In Vegas That Year

vegasAfter the Flamingo lost $300,000 in its first two weeks, Meyer Lansky forced Ben to close and retool. Mr. Lansky sent some of his men from the El Cortez to poke through everything in the hotel before he himself flew out in March to review the account books, to check the cameras in the counting room, to re-rig the tables and rewire the slot machines. Out front there were to be no more thieving Greek dealers. No more tuxedoes. This wasn’t Paris or Havana. We needed to be friendly-looking, not intimidating. The new dealers would wear regular suits, just like the patrons. There would be bingo and giveaways, and just the idea of either one of those made Benny, his manager, wince. I knew Lansky wasn’t happy about Ben’s recent divorce. There was nothing at all, really, that Lansky was happy about on this visit.

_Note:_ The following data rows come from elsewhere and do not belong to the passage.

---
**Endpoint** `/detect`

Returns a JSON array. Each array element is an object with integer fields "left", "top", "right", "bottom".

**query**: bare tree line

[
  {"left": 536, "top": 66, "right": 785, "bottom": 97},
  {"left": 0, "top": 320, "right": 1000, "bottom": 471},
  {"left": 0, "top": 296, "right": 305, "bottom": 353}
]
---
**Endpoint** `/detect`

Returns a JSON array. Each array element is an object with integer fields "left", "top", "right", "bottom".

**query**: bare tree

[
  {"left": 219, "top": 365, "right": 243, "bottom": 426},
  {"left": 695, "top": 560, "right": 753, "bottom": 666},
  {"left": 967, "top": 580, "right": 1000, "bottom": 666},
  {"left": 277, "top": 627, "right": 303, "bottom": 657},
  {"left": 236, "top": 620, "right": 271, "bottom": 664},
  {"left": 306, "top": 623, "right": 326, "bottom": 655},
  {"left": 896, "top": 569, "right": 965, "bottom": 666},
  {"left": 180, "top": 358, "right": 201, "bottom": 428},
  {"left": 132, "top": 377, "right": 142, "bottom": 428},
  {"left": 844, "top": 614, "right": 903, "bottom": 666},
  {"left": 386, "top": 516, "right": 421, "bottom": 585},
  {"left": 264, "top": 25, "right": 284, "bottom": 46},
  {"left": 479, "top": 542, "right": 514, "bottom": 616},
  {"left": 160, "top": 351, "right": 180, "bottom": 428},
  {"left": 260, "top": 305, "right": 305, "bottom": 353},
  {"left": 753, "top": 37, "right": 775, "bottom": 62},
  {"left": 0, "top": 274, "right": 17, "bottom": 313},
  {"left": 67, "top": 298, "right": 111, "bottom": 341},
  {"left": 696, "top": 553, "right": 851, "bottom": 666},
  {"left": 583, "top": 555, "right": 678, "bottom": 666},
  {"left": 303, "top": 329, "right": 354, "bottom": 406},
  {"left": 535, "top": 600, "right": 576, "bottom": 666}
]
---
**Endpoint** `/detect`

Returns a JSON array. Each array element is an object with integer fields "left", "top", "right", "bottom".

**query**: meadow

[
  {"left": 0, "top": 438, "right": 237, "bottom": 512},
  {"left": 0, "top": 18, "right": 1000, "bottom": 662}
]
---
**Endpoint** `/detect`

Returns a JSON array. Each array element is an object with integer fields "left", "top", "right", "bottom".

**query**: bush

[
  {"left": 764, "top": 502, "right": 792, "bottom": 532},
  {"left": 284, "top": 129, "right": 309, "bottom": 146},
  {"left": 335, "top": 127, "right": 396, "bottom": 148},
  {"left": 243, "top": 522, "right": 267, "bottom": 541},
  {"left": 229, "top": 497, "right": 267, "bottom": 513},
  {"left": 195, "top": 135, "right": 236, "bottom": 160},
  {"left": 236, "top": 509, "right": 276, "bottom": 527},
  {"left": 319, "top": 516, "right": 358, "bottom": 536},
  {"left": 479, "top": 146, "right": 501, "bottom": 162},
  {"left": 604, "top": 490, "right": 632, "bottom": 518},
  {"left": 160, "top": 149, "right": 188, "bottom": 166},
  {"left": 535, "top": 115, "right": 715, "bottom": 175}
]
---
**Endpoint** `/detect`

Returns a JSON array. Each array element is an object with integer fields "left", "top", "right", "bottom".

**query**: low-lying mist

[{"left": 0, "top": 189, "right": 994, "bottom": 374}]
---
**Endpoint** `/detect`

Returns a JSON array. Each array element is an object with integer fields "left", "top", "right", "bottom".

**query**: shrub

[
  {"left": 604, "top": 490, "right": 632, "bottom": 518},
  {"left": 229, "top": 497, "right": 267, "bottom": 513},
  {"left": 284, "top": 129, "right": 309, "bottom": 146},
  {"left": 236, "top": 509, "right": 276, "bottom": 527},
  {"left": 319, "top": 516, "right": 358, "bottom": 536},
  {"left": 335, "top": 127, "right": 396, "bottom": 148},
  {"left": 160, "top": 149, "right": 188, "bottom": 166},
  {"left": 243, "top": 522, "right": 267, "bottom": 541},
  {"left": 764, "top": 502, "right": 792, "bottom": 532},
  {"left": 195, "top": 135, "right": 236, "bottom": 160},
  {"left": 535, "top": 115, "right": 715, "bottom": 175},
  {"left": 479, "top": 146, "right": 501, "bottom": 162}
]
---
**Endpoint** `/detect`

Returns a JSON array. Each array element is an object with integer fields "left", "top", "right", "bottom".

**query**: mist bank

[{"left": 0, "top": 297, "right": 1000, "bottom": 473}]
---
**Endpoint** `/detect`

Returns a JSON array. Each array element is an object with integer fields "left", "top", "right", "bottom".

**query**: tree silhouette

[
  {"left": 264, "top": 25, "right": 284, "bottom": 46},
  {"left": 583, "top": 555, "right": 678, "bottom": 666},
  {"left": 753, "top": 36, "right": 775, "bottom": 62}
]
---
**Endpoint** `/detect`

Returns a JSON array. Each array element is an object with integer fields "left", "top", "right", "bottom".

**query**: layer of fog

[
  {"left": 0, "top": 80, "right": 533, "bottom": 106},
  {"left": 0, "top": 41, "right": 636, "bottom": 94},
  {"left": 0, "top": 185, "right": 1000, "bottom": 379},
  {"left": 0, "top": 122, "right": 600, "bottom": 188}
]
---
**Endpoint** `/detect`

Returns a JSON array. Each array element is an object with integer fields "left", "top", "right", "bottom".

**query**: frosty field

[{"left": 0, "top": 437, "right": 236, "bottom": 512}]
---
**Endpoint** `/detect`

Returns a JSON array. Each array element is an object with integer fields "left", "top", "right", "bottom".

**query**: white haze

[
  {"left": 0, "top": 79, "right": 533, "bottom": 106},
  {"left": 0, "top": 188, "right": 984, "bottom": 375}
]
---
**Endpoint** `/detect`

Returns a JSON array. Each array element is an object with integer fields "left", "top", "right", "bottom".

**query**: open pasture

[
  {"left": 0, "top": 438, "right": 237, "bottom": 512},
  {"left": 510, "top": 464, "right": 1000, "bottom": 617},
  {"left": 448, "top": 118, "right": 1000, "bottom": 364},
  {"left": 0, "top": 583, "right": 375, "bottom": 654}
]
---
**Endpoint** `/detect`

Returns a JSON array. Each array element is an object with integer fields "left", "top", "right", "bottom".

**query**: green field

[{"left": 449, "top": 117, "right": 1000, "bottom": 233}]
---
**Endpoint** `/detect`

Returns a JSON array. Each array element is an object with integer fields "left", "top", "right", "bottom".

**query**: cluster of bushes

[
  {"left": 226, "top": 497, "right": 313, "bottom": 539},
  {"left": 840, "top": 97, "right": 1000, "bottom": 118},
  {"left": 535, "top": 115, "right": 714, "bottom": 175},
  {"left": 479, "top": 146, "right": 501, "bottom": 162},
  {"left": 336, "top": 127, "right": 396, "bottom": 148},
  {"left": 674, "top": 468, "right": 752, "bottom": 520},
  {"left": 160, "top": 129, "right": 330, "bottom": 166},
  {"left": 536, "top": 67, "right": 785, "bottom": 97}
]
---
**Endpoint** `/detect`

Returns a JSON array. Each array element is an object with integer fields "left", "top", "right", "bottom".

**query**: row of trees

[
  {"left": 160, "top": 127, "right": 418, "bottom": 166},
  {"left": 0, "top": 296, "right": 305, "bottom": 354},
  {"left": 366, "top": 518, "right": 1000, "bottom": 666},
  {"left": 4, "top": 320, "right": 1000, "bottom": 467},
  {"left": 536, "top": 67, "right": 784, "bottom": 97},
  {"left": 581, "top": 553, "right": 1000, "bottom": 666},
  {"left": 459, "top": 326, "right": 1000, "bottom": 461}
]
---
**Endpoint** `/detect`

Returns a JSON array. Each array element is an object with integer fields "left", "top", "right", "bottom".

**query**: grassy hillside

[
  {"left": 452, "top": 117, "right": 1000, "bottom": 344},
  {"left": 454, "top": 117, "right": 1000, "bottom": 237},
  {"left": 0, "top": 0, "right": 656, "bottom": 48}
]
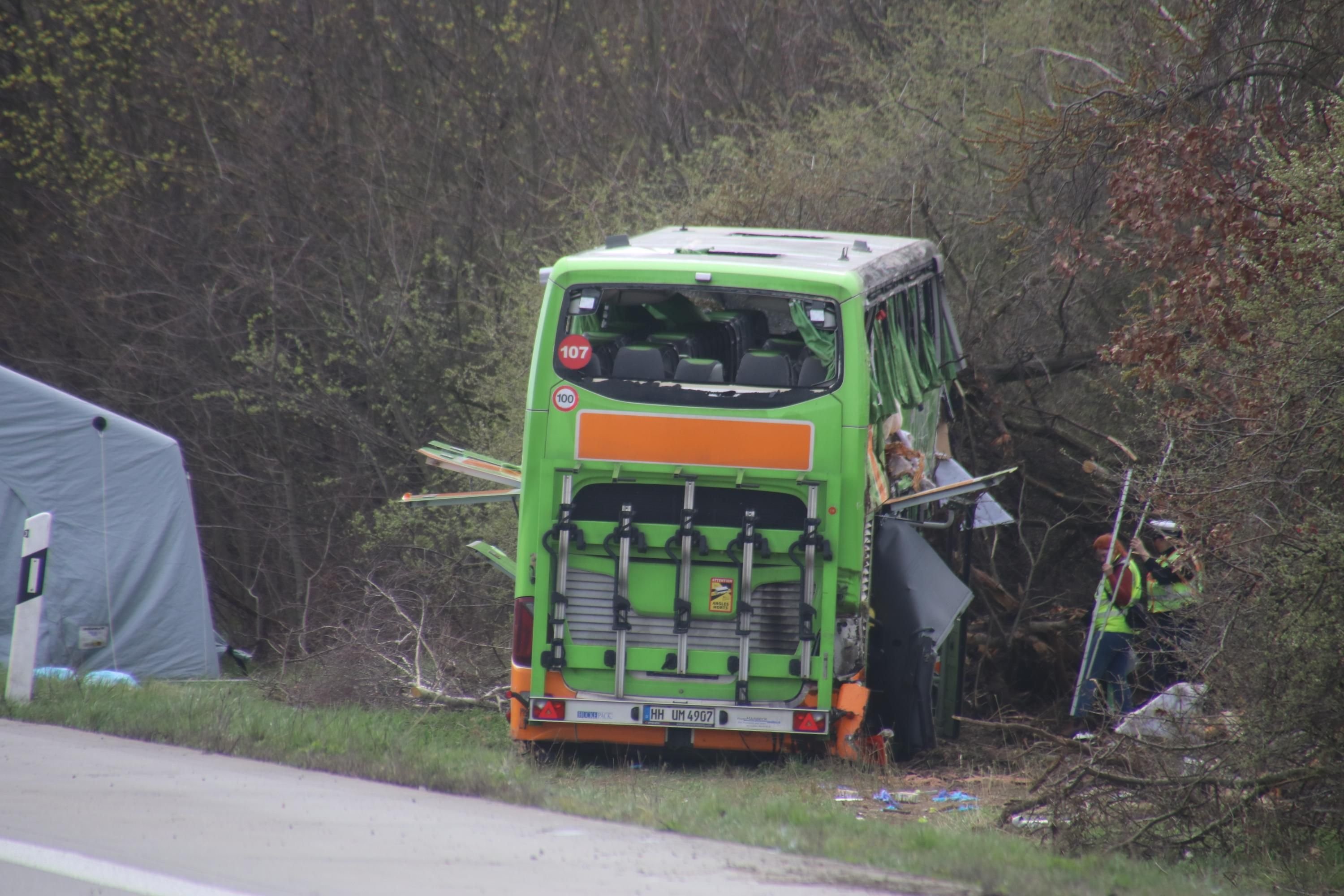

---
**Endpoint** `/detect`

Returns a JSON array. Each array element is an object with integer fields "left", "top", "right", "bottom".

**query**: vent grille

He and one of his men even made a point to watch the dress rehearsal of our new floor show. I’d been promoted from cigarette girl to dancing girl during the closure. When I’d told my father I wasn’t going back to school after Christmas, he hadn’t objected. Neither he nor my mother had finished high school, and the Flamingo was just too exciting.

And, anyway, who needed math and history lessons to be a dancer? I’d had more dance schooling than the rest, a bunch of local girls, pretty, but a little clunky. None of them could dance, not that we had much choreography to perform. Strutting, some waving of feather fans, a kick here and there, some tap. Our little numbers were scheduled between the real acts, a sip of water to cleanse the palate, the announcer introducing us with, “And now, from the Fabulous Flamingo Hotel, here’s our lovely line of dancers!”

I don’t think we lovely line of dancers were that important to the overall show, but still, I was nervous about making a good impression. We could be dumped just like the Greek dealers—and then what would I do? Sell cigarettes. Check hats. Or be sent back to school. So I was watching closely as Lansky, Benny, and a man I didn’t know sat on chairs in the empty nightclub, the three of them our only audience, their table the only one with a cloth over it, smoking and tipping their ashes into our flamingo-adorned ashtrays. The three kings.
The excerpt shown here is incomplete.